Barry Lopez

Legend, Memoir, and the Mid-70s

Three publications, in this sequence: Annie Dillard’s Pilgrim at Tinker Creek in 1974, Maxine Hong Kingston’s Woman Warrior in 1975, and Barry Lopez’s “The Raven” (part of his collection Desert Notes) in 1976.

Three opening lines:

  • I used to have a cat, an old fighting tom, who would jump through the open window by my bed in the middle of the night and land on my chest. (Dillard)
  • “You must not tell anyone,” my mother said, “What I am about to tell you.” (Kingston)
  • I am going to start at the other end by telling you this: there are no crows in the desert. (Lopez)

If I squint just a little, I can connect these three lines through their comment act of compressing the stories of others into the story of the self and, particularly, in the way memoir can be written within the stream of cultural myth, not so much as citation but as an experience that lies in the flowing stream.

Another factoid: last weekend, as part of a research trip for my own writing project, I met a (very) conservative Catholic who explained his continual belief in St. Christopher — a saint excised, among others, from the official canon of saints due to a lack of factual evidence defining his existence — as driven by ontology. To this man, the truth of tradition is as valid as the truth of verifiability, with tradition more or less corresponding with the concept of faith itself. Thus, St. Christopher is a saint because tradition says he’s a saint, whether or not the current hierarchy of the church recognizes him as such.

The three writers I cite, then, are engaging the truth of tradition. Dillard, (in)famously, did not own that cat, nor experience that moment but, in fact, borrowed the story from someone else. Kingston begins her memoir with the story of No Name Woman, an aunt she never knew, but writes within multiple versions of that aunt’s point of view and, later, within the point of view of Fa Mu Lan, a legendary warrior woman of ancient China. Lopez writes of the natural history of ravens and crows, desert mythologies of those creatures mixing with naturalist observations to create a fabulous totality. Common among these openings, then, is the implicit declaration that story carries truth in a way different but equally powerful as verifiable acts. More importantly, story offers an access to truth and reality that cannot or should not be considered as subordinate to that which can be measured “rationally.”
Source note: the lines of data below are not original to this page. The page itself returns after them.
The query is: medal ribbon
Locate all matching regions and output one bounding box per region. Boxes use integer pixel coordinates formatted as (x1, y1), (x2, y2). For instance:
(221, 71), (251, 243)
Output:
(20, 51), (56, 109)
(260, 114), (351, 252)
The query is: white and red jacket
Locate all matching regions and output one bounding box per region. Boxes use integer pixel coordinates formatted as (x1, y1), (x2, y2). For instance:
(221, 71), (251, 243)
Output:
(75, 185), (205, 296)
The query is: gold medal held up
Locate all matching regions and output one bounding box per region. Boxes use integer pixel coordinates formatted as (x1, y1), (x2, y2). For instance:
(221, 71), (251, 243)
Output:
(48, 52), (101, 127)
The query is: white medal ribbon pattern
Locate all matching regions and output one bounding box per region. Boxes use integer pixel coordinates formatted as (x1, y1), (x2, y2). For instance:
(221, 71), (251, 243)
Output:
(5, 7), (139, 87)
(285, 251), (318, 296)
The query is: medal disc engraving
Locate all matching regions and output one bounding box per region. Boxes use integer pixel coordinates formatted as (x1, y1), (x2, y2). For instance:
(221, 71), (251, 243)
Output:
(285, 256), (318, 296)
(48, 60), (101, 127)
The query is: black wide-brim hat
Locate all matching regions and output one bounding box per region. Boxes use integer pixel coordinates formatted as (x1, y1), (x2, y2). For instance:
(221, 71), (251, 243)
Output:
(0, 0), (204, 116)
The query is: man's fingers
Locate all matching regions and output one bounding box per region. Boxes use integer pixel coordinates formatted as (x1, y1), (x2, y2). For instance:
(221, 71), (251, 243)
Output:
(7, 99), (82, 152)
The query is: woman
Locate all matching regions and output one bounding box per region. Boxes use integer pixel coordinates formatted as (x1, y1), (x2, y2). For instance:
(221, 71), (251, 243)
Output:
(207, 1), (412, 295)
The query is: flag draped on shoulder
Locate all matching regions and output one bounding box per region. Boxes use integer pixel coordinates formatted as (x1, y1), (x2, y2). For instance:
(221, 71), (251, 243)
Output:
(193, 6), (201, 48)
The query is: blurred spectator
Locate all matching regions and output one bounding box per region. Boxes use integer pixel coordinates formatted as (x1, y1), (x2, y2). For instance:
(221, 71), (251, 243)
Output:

Thinking particularly in the context of Kingston, Woman Warrior opens with two chapters that invite the reader to consider the present persistence of story in experienced reality. Kingston herself does not experience that which her aunt suffered (in the first chapter) nor what Fa Mu Lan experienced. But those stories also cannot be  placed into the limiting situation of metaphor. Stories are not to be told as a means of relation. Instead, stories are presented as extant within her own experience. Kingston memoir begins with the apparent subordination of the self — very little is written about her — and the foregrounding of exterior, “unverifiable” second-hand experience, but that subordination is actually the activation of stories power. Her life has been lived within and around those stories; her life is itself a story that intersects and overlaps the universalities of the tales being told. Specifically, then, Woman Warrior begins with two stories that demonstrate the limited prospects of being a woman warrior. The choices are to a) commit suicide after suffering the violence of male domination or b) conceal one’s identity as woman in order to do things considered masculine. Neither is a suitable choice, and in fact Kingston seeks to write space away from those restrictions. But, in fact, both her memoir and her life exist within the ongoing context of the framing stories. They are not examples or counterpoint; they are life itself.

I offer, also, the observation of the consecutive publication of the three texts I cite here: 74, 75, 76. This may be mere coincidence, but I’d like to make the unsubstantiated claim to consider the mid-70s as an important root in the comprehension of memoir as a literary way of being instead of as facts written to paper. Indeed, the usage of story in these three texts indicates an important shift away from narrow conceptions of what counts as truth. Crucially, I don’t mean this to suggest that truth doesn’t matter, nor that we can make simple separations between emotional and literal truth. Instead, I’m think close to the sense of truth of tradition, and closer still to an ill-informed citation of the intellectual love child of Derrida and Heisenberg. If, as writers, we believe words matter, and stories matter, we also intend to conceive of the world as a place where story is as real as stone.